If Chris Gayle is the point of difference for the West Indies, then Prosper Utseya is possibly to Zimbabwe’s cricket team what Gayle is to the Indies. Only that, Zimbabwe’s secret sniper wasn’t in the trenches. Faced with a lethal onslaught from Chris Gayle and Marlon Samuels, Zimbabwe could not go into full ‘defcon mode’ – as Zimbabwe’s bowlers leaked runs in epic fashion. The result was a mammoth 372 run batting innings for the Indies.

Chris Gayle was brutal against Zimbabwe's pace attack. Image: Getty Images

Chris Gayle was brutal against Zimbabwe’s pace attack. Image: Getty Images

Prosper Utseya can stake his claim against some of the best bowlers in international cricket with his economy rate. Only that his Zimbabwe cannot have the privilege of utilizing his potent off spin. Prosper’s bowling action was adjudged to be illegal prior to the World Cup meaning he could only be used as a medium pacer.

His unique ability to tie up one end with his now banished off-spin, virtually clogging the run supply whilst the other bowlers attack the opposition from the other end was always going to be missed. And Zimbabwe went on to face the Caribbean islanders deprived of Prosper’s potency which took a hattrick against the might of South Africa six months ago.

Could the availability of Prosper Utseya with his off-spin in Canberra have been the vital ingredient in Zimbabwe’s quest to restrict the West Indies?

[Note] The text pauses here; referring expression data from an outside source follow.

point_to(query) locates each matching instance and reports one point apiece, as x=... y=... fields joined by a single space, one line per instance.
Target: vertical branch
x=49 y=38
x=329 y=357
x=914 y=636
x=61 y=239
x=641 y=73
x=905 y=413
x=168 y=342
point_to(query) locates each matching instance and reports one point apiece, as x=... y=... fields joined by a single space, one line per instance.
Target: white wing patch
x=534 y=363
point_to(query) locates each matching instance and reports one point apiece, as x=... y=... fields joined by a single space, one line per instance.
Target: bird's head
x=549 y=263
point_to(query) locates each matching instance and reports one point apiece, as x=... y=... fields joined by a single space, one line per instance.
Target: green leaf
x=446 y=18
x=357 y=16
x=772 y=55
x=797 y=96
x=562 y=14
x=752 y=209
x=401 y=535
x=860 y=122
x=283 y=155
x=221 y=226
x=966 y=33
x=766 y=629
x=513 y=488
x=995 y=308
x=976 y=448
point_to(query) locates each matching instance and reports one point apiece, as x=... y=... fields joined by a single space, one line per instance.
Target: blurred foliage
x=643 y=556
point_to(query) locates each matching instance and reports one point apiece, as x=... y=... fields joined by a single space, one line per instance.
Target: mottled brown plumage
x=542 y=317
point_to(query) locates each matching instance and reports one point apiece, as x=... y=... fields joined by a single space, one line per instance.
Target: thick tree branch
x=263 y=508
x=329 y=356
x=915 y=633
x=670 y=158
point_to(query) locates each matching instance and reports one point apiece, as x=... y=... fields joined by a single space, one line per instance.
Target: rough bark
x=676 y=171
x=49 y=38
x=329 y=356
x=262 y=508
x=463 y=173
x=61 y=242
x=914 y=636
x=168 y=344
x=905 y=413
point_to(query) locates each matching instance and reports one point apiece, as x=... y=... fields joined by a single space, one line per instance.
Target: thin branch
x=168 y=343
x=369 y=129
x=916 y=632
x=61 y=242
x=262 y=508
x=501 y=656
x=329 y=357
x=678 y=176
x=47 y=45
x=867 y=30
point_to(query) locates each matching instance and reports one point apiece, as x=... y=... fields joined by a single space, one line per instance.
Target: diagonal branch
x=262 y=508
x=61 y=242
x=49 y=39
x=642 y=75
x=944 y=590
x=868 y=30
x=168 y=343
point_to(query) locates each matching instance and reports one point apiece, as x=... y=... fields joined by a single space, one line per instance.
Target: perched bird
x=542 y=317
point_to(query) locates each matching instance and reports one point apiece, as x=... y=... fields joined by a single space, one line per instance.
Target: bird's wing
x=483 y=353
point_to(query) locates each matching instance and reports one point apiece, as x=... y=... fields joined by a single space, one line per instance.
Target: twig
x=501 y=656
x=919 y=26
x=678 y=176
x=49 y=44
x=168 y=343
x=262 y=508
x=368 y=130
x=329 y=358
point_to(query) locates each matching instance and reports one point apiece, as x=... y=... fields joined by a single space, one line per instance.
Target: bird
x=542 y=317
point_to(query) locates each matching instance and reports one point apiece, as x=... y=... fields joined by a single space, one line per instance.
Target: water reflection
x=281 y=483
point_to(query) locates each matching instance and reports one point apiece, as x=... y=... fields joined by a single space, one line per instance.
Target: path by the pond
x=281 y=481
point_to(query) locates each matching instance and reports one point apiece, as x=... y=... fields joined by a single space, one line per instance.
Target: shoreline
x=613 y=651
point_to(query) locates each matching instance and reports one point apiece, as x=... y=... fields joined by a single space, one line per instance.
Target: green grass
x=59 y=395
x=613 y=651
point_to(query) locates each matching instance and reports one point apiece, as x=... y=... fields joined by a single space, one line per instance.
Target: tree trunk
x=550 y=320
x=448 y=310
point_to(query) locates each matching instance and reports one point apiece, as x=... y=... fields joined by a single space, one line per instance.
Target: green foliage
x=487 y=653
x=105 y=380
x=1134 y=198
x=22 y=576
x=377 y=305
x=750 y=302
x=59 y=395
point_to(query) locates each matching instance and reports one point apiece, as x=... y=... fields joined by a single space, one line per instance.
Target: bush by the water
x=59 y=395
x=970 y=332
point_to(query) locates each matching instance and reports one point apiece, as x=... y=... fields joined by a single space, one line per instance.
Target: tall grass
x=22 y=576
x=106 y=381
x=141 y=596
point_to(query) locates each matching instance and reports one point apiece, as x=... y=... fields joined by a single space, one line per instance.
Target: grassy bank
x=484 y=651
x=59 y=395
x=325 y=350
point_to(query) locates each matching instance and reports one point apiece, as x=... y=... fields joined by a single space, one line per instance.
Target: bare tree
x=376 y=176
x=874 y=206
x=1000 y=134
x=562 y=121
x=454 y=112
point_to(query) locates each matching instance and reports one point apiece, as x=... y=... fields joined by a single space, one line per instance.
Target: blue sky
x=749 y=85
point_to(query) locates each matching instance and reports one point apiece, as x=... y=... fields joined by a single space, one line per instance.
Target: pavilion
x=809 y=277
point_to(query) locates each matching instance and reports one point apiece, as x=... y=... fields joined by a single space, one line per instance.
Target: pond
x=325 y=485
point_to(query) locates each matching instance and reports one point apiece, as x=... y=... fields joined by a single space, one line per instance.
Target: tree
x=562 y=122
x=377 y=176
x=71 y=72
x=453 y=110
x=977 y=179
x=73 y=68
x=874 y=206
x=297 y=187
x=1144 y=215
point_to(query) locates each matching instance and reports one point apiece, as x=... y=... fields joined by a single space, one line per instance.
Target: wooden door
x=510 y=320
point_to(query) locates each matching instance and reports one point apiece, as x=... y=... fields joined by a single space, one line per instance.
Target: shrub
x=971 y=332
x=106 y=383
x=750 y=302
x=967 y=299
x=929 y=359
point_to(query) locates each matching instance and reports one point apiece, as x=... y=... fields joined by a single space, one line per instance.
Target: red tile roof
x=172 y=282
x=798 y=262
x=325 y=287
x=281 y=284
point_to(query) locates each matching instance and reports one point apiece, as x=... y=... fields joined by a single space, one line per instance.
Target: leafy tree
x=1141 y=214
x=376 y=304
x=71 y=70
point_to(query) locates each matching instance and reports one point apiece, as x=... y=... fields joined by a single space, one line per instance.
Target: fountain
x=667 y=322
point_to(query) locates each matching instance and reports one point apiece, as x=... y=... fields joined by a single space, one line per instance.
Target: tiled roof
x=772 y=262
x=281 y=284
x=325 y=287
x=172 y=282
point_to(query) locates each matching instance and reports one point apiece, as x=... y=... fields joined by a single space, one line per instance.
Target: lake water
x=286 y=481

The Zimbabwe bowling attack led by Tinashe Panyangara and Tendai Chatara failed to adequately make inroads in the West Indies attack after having lost the toss and thrown in to bowl.

Granted, the conditions were more suited to batting. “I always try and steer towards the batsmen friendly, one day pitch, ” says Brad Van Dam, curator of the Manuka Oval ground. Despite having received a facelift which entailed making a new pitch from scratch, there would always have been something in it for the bowlers, as there would be a bit of bounce and naturally less wear and tear on the ball. However Zimbabwe failed to capitalise on this, with Sikandar Raza arguably being the peak of the bowlers going for 45 runs in his allotted 10 overs, and even having a maiden over albeit a without a wicket.

As Zimbabwe’s bowling attack introspects going into the final round of group matches, what is clear is how much Prosper Utseya’s off spin was missed against the West Indies. Going forward, who’ll step up and fill the gap he has left in the one day side? Or will the pace bowling attack show more venom? If Zimbabwe is entertaining any hopes of progressing through the group stages, they better do.